López Obrador no atenta contra el Congreso, no censura a la prensa, ni compra, ni persigue a quienes desde los medios le atacan y calumnian.

Tampoco atenta contra los intereses de las y los empresarios. No expropia empresas ni tierras. No persigue ni reprime a los opositores.

No presiona ni les da órdenes a los otros poderes del Estado, tanto qué, un juez, el más humilde, puede parar una de sus grandes obras.

López Obrador no es solo el presidente más votado de la historia de México y el que tiene el índice más alto de aprobación ciudadana; es también el más demócrata de todos los que se han sentado en esa silla.
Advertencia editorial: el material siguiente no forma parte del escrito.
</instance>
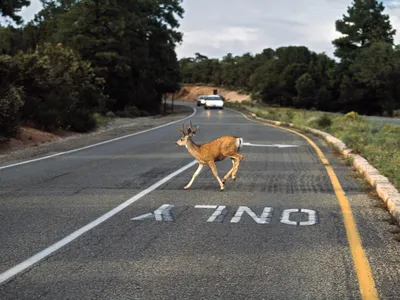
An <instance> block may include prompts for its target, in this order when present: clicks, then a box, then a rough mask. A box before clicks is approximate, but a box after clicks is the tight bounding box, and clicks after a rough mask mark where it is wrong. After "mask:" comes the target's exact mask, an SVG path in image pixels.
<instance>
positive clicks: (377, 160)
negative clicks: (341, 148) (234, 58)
mask: <svg viewBox="0 0 400 300" xmlns="http://www.w3.org/2000/svg"><path fill="white" fill-rule="evenodd" d="M225 105H226V106H228V107H231V108H234V109H240V110H245V111H248V112H252V113H254V114H256V115H257V116H258V117H261V118H265V119H269V120H273V121H281V122H286V123H293V124H294V125H295V126H296V127H298V128H300V129H302V128H303V129H304V127H311V128H314V129H319V130H322V131H325V132H327V133H329V134H331V135H333V136H335V137H336V138H338V139H340V140H342V141H343V142H344V143H345V144H346V145H347V146H348V147H349V148H351V149H353V152H354V153H358V154H360V155H361V156H363V157H365V158H366V159H367V160H368V161H369V162H370V163H371V165H373V166H374V167H375V168H377V169H378V170H379V172H380V173H381V174H382V175H384V176H386V177H387V178H388V179H389V180H390V181H391V182H392V183H393V184H394V186H395V187H396V188H397V189H400V126H399V125H393V124H378V123H375V122H373V121H369V120H366V119H365V118H363V117H362V116H360V115H358V114H357V113H356V112H350V113H348V114H346V115H336V114H332V113H324V112H318V111H307V110H300V109H292V108H281V107H271V106H267V105H262V104H257V105H256V104H254V103H251V105H250V104H249V103H246V102H245V103H243V102H242V103H232V102H227V103H226V104H225Z"/></svg>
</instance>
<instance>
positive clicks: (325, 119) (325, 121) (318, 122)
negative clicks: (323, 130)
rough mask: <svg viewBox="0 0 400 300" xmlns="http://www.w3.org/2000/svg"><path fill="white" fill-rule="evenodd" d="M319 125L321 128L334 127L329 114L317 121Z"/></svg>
mask: <svg viewBox="0 0 400 300" xmlns="http://www.w3.org/2000/svg"><path fill="white" fill-rule="evenodd" d="M317 125H318V127H320V128H326V127H330V126H331V125H332V119H331V117H330V116H329V115H328V114H323V115H322V116H320V117H319V118H318V119H317Z"/></svg>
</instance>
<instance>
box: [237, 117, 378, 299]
mask: <svg viewBox="0 0 400 300" xmlns="http://www.w3.org/2000/svg"><path fill="white" fill-rule="evenodd" d="M238 113H239V114H241V115H242V116H243V117H244V118H246V119H247V120H249V121H253V122H257V123H261V124H263V125H266V126H271V127H275V128H279V129H282V130H286V131H289V132H292V133H294V134H296V135H298V136H301V137H302V138H304V139H305V140H306V141H307V142H308V143H309V144H310V145H311V146H312V147H313V148H314V149H315V151H316V152H317V155H318V157H319V159H320V160H321V161H322V163H323V164H324V166H325V169H326V171H327V173H328V176H329V179H330V180H331V183H332V186H333V189H334V191H335V195H336V198H337V199H338V202H339V205H340V208H341V210H342V214H343V221H344V226H345V228H346V233H347V240H348V241H349V246H350V251H351V254H352V256H353V262H354V266H355V269H356V272H357V277H358V284H359V287H360V293H361V296H362V299H363V300H377V299H379V297H378V292H377V290H376V287H375V282H374V278H373V275H372V270H371V267H370V265H369V263H368V259H367V255H366V254H365V251H364V249H363V247H362V243H361V238H360V235H359V233H358V230H357V225H356V222H355V220H354V216H353V213H352V210H351V206H350V202H349V199H348V198H347V197H346V194H345V192H344V191H343V188H342V186H341V185H340V182H339V179H338V178H337V176H336V174H335V172H334V170H333V168H332V166H331V165H330V164H329V161H328V160H327V158H326V157H325V155H324V154H323V153H322V151H321V149H320V148H319V147H318V146H317V145H316V144H315V143H314V142H313V141H312V140H311V139H310V138H308V137H307V136H305V135H304V134H301V133H299V132H297V131H294V130H291V129H288V128H284V127H280V126H276V125H272V124H268V123H265V122H262V121H258V120H253V119H250V118H249V117H247V116H246V115H245V114H243V113H241V112H238Z"/></svg>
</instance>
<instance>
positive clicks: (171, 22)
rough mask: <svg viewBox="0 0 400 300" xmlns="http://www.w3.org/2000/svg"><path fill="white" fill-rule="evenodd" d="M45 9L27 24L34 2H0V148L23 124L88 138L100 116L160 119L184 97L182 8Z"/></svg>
mask: <svg viewBox="0 0 400 300" xmlns="http://www.w3.org/2000/svg"><path fill="white" fill-rule="evenodd" d="M41 2H42V5H43V9H42V10H41V11H39V12H38V13H37V14H36V15H35V17H34V19H33V20H32V21H30V22H28V23H26V24H25V23H23V20H22V19H21V17H20V16H19V15H18V13H17V12H18V11H20V9H21V8H22V7H24V6H28V5H29V4H30V1H27V0H16V1H8V0H0V16H2V17H3V19H6V20H9V22H8V23H7V24H6V25H3V26H1V27H0V142H1V141H6V140H7V139H9V138H10V137H12V136H15V135H16V133H17V131H18V125H19V124H22V123H24V124H31V125H32V126H35V127H37V128H39V129H41V130H49V131H50V130H53V129H56V128H61V129H64V130H73V131H78V132H86V131H89V130H91V129H93V128H94V127H95V126H96V120H95V119H94V117H93V115H94V113H99V114H109V115H117V116H131V117H135V116H144V115H149V114H156V113H158V112H159V110H160V103H161V101H162V95H164V94H165V93H168V92H174V91H176V90H177V89H179V84H180V82H181V78H180V70H179V63H178V59H177V56H176V52H175V47H176V45H177V44H178V43H180V42H181V41H182V33H180V32H179V31H178V27H179V18H182V17H183V13H184V10H183V8H182V5H181V4H182V0H141V1H137V0H81V1H79V0H41ZM11 21H12V22H11ZM11 23H14V25H13V24H11Z"/></svg>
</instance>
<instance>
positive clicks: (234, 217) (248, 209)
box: [231, 206, 272, 224]
mask: <svg viewBox="0 0 400 300" xmlns="http://www.w3.org/2000/svg"><path fill="white" fill-rule="evenodd" d="M244 212H247V213H248V214H249V216H250V217H252V218H253V220H254V221H255V222H256V223H258V224H269V221H270V219H271V215H272V207H265V208H264V211H263V212H262V214H261V216H260V217H257V215H256V214H255V213H254V212H253V211H252V210H251V209H250V208H248V207H247V206H239V208H238V210H237V211H236V214H235V215H234V216H233V218H232V220H231V223H238V222H239V221H240V219H241V218H242V215H243V213H244Z"/></svg>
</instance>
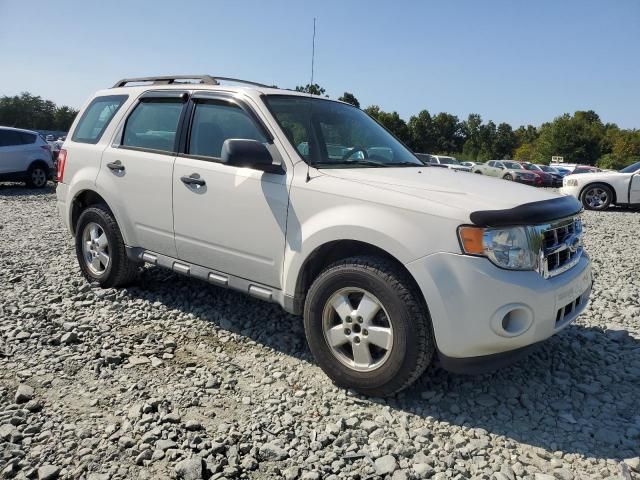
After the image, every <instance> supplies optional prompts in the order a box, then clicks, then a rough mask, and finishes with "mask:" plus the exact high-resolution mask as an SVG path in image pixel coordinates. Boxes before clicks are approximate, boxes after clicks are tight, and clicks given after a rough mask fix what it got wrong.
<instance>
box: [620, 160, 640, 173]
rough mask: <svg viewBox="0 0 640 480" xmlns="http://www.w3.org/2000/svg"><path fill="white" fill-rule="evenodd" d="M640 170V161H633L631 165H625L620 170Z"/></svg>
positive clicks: (633, 170)
mask: <svg viewBox="0 0 640 480" xmlns="http://www.w3.org/2000/svg"><path fill="white" fill-rule="evenodd" d="M637 171H640V162H636V163H632V164H631V165H629V166H627V167H624V168H623V169H622V170H620V173H633V172H637Z"/></svg>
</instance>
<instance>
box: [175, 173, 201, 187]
mask: <svg viewBox="0 0 640 480" xmlns="http://www.w3.org/2000/svg"><path fill="white" fill-rule="evenodd" d="M180 180H182V183H184V184H185V185H196V186H197V187H204V186H205V185H206V184H207V182H205V181H204V180H203V179H201V178H200V175H198V174H197V173H192V174H191V175H189V176H187V175H183V176H182V177H180Z"/></svg>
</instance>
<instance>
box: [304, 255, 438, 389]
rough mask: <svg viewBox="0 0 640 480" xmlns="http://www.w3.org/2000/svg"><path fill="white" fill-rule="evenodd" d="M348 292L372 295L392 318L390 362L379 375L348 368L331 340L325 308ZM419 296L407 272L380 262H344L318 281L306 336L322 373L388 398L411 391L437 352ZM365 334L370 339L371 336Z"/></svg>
mask: <svg viewBox="0 0 640 480" xmlns="http://www.w3.org/2000/svg"><path fill="white" fill-rule="evenodd" d="M345 288H357V289H364V290H365V291H367V292H370V293H371V294H373V296H375V297H376V299H377V300H379V302H380V303H381V304H382V309H381V311H383V310H384V311H383V315H384V314H386V312H390V313H388V316H389V317H390V318H389V319H388V320H389V323H390V324H391V325H392V328H393V337H392V342H391V344H392V346H391V348H390V349H389V350H388V357H386V360H385V361H384V362H383V363H382V364H381V365H380V366H378V367H376V368H375V369H374V370H371V371H358V370H356V369H354V368H351V367H349V366H347V365H345V364H344V363H343V362H341V361H340V360H338V358H337V356H336V355H335V354H334V353H333V351H332V347H330V346H329V343H328V341H327V339H326V336H325V333H324V327H323V324H324V312H325V307H326V306H327V305H328V302H329V300H330V299H331V298H332V296H333V295H335V294H336V293H337V292H339V291H341V290H342V289H345ZM415 290H416V289H415V288H414V287H413V286H412V282H411V281H410V279H409V278H408V277H407V275H406V273H405V272H403V271H401V270H400V269H399V268H398V267H397V266H396V265H395V264H393V263H392V262H390V261H388V260H385V259H382V258H378V257H366V256H363V257H351V258H347V259H344V260H340V261H339V262H337V263H334V264H333V265H331V266H329V267H327V268H326V269H325V270H324V271H322V272H321V273H320V275H318V277H317V278H316V279H315V281H314V282H313V284H312V285H311V288H310V289H309V292H308V294H307V298H306V301H305V306H304V325H305V333H306V337H307V342H308V343H309V348H310V349H311V352H312V353H313V355H314V356H315V358H316V360H317V362H318V364H319V366H320V368H322V370H323V371H324V372H325V373H326V374H327V375H328V376H329V378H331V379H332V380H333V381H334V382H335V383H336V385H338V386H340V387H344V388H351V389H353V390H355V391H357V392H360V393H362V394H365V395H369V396H376V397H384V396H388V395H392V394H394V393H397V392H399V391H400V390H402V389H404V388H406V387H408V386H409V385H411V384H412V383H413V382H414V381H415V380H416V379H417V378H418V377H419V376H420V375H421V374H422V373H423V372H424V370H425V369H426V368H427V366H429V364H430V362H431V360H432V358H433V355H434V352H435V342H434V339H433V332H432V327H431V320H430V318H429V315H428V312H427V309H426V306H424V302H423V301H421V297H420V294H419V292H417V291H415ZM327 308H328V307H327ZM352 308H353V307H352ZM384 318H386V315H384ZM362 332H365V334H366V331H365V330H362ZM367 348H369V347H367Z"/></svg>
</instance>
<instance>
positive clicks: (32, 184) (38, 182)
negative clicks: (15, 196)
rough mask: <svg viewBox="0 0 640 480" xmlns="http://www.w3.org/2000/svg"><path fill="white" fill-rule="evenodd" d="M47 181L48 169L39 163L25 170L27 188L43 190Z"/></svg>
mask: <svg viewBox="0 0 640 480" xmlns="http://www.w3.org/2000/svg"><path fill="white" fill-rule="evenodd" d="M48 180H49V168H48V167H47V166H45V165H42V164H40V163H36V164H33V165H31V166H30V167H29V170H27V179H26V183H27V187H29V188H44V187H46V186H47V181H48Z"/></svg>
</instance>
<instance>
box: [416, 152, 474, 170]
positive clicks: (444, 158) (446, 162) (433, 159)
mask: <svg viewBox="0 0 640 480" xmlns="http://www.w3.org/2000/svg"><path fill="white" fill-rule="evenodd" d="M415 155H416V157H418V158H419V159H420V160H422V161H423V162H425V163H428V164H429V165H433V166H435V167H443V168H448V169H450V170H458V171H460V172H470V171H471V168H470V167H466V166H464V165H462V164H461V163H460V162H459V161H458V160H457V159H456V158H454V157H449V156H447V155H431V154H430V153H416V154H415Z"/></svg>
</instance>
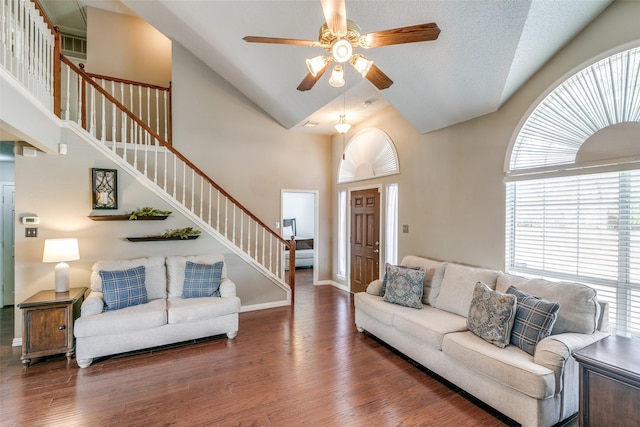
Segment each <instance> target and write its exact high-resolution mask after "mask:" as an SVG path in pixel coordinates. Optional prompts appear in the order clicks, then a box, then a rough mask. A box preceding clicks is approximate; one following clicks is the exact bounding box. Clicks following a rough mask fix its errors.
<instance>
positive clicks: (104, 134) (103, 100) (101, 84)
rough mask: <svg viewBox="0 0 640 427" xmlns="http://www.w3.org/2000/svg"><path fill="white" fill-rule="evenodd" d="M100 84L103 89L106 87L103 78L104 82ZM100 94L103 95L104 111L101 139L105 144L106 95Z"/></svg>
mask: <svg viewBox="0 0 640 427" xmlns="http://www.w3.org/2000/svg"><path fill="white" fill-rule="evenodd" d="M100 86H101V87H102V89H104V80H102V83H101V84H100ZM100 96H101V97H102V111H100V113H101V115H102V120H100V122H101V123H102V129H101V130H102V132H101V135H100V141H102V143H103V144H104V141H105V138H106V136H107V130H106V128H107V117H106V111H105V110H106V109H107V106H106V103H105V102H106V99H105V96H104V95H103V94H100Z"/></svg>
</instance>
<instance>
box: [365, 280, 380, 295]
mask: <svg viewBox="0 0 640 427" xmlns="http://www.w3.org/2000/svg"><path fill="white" fill-rule="evenodd" d="M381 290H382V280H380V279H376V280H374V281H373V282H371V283H369V286H367V293H368V294H371V295H376V296H378V295H380V291H381Z"/></svg>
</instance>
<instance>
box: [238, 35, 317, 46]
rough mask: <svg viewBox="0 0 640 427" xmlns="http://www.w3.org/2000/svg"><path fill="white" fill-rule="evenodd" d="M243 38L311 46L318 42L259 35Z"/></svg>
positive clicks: (303, 45) (257, 41) (250, 36)
mask: <svg viewBox="0 0 640 427" xmlns="http://www.w3.org/2000/svg"><path fill="white" fill-rule="evenodd" d="M242 40H244V41H246V42H249V43H275V44H295V45H298V46H311V47H314V46H315V45H316V44H317V43H318V42H314V41H311V40H298V39H281V38H278V37H257V36H246V37H243V38H242Z"/></svg>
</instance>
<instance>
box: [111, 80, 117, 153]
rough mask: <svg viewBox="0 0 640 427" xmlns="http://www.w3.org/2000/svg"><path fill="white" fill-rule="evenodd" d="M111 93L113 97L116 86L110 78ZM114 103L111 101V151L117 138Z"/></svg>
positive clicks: (114, 106)
mask: <svg viewBox="0 0 640 427" xmlns="http://www.w3.org/2000/svg"><path fill="white" fill-rule="evenodd" d="M111 95H112V96H113V97H114V98H115V96H116V88H115V82H114V81H113V80H111ZM116 114H117V113H116V104H115V102H112V103H111V142H112V143H113V145H112V146H111V149H112V150H113V152H115V151H116V141H117V140H118V138H116V126H117V123H116V122H117V119H116V117H117V116H116Z"/></svg>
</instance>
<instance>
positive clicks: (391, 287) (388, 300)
mask: <svg viewBox="0 0 640 427" xmlns="http://www.w3.org/2000/svg"><path fill="white" fill-rule="evenodd" d="M423 278H424V270H422V269H417V270H416V269H411V268H406V267H396V266H393V265H389V264H387V274H385V279H386V282H387V289H386V291H385V293H384V296H383V297H382V299H383V300H385V301H386V302H390V303H393V304H399V305H404V306H406V307H411V308H422V291H423V285H422V279H423Z"/></svg>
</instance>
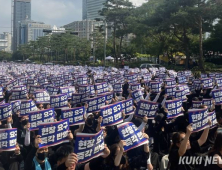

Sin romper siquiera un cristal y sin dejar de llamar jamás a votar, pese a que Felipe Calderón le robó la elección en el 2006, llegó a la presidencia y de la misma se irá para siempre, pese también a lo que dicen los conservadores, en el 2024.

Que no se calla ante quienes mienten impune y descaradamente, es cierto, que ejerce el derecho de réplica, también.

No polariza; politiza, llama a las cosas por su nombre y este ejercicio, en cualquier democracia que se respete, es necesario y saludable.

Atrás ha quedado esa odiosa “corrección política” del viejo régimen donde el presidente guardaba un prudente e hipócrita silencio público ante quienes lo agraviaban mientras que, en privado, ordenaba actuar de manera fulminante y criminal, contra ellos.

Los pasos de López Obrador se ajustan a la legalidad democrática; es un presidente que va por votos y solo gracias a los votos avanza, que defiende y no fractura, como se hacía antes, el orden constitucional.

Es un presidente que apuesta a la reforma legal de las instituciones y que no da golpes de mano; como sí los daban, muy frecuentemente y abusando de su poder omnímodo, sus antecesores.

Golpes como el que intentó dar al Congreso el asediado y desafortunado Pedro Castillo.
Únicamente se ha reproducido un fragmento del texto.